Turn on the TV or open your internet browser and you’ll likely be confronted with a story or two about a local or national disaster. And while your hospital has likely prepared for disaster, it’s difficult to gauge how your staff will respond until it faces an adverse event.
When Hurricanes Katrina and Sandy struck in 2005 and 2011, there were severe breakdowns in patient care following the storms, according to The New York Times. As a result, the Centers for Medicare and Medicaid Services released a new rule that requires over 72,000 healthcare suppliers and providers to meet federal disaster preparedness requirements.
The rule will “make it more likely that facilities will be able to stay open and able to care for patients, and if they need to close or stop work temporarily, get back up and able to care for patients quickly,” Dr. Nicole Lurie, the assistant secretary for preparedness and response at the Department of Health and Human Services, told The New York Times.
Whether it’s an event that allows you to plan ahead — like a hurricane or blizzard — or a sudden issue like an active shooter, tornado or utility failure, these tips can help you ensure your staff and patients are safe.
Perform a Risk Assessment: Start by considering what kind of disasters your facility could face. Are you located in Tornado Alley? Is your facility along the Eastern Seaboard where there is the possibility of severe snowstorms and hurricanes?
When creating your plan, include staff at all levels as well as note which staff members are in charge of programs or who will man a central command operation.
Prepare at Home: While it’s a given that you’d take steps to prepare for an emergency at your facility, many leaders forget to secure their homes and families. This kind of advanced planning, notes Becker’s Hospital Review, helps provide you peace of mind and allows you to better focus on the needs of your staff and patients.

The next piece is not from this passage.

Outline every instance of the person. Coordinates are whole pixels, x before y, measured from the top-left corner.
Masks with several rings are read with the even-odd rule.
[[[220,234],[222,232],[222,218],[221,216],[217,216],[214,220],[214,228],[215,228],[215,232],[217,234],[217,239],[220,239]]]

Consider the Emotional Needs of Staff: Treating physical ailments and injuries is to be expected during a disaster. However, emotional needs are an often-overlooked element during a traumatic event.
“Healthcare workers can be vulnerable to stress in these situations so leaders and managers must consider their emotional needs during an emergency,” Martie Moore, CNO at Medline tells FierceHealthcare.
In fact, 20 percent of emergency nurses were found to have post-traumatic stress disorder following Hurricane Katrina.
Help your staff cope with stress during and after a disaster by:
- Clearly defining individual roles and reassessing them if the situation changes
- If possible, rotating workers from high-stress areas to lower-stress areas
- Establishing respite areas away from treatment or triage areas
- Allowing time off for anyone who experienced trauma or loss
- Providing counseling after the event
- Offering self-care activities
Conduct Training or Drills: Holding training programs helps ensure a systematic, coordinated response during an emergency. Include all medical and non-medical staff as well as volunteers in your efforts, as well as different situations your facility could experience.
While you can’t predict the future, planning and preparing for a variety of disaster situations as well as considering the mental health needs of your staff, can help make sure your facility is operating as smoothly as possible.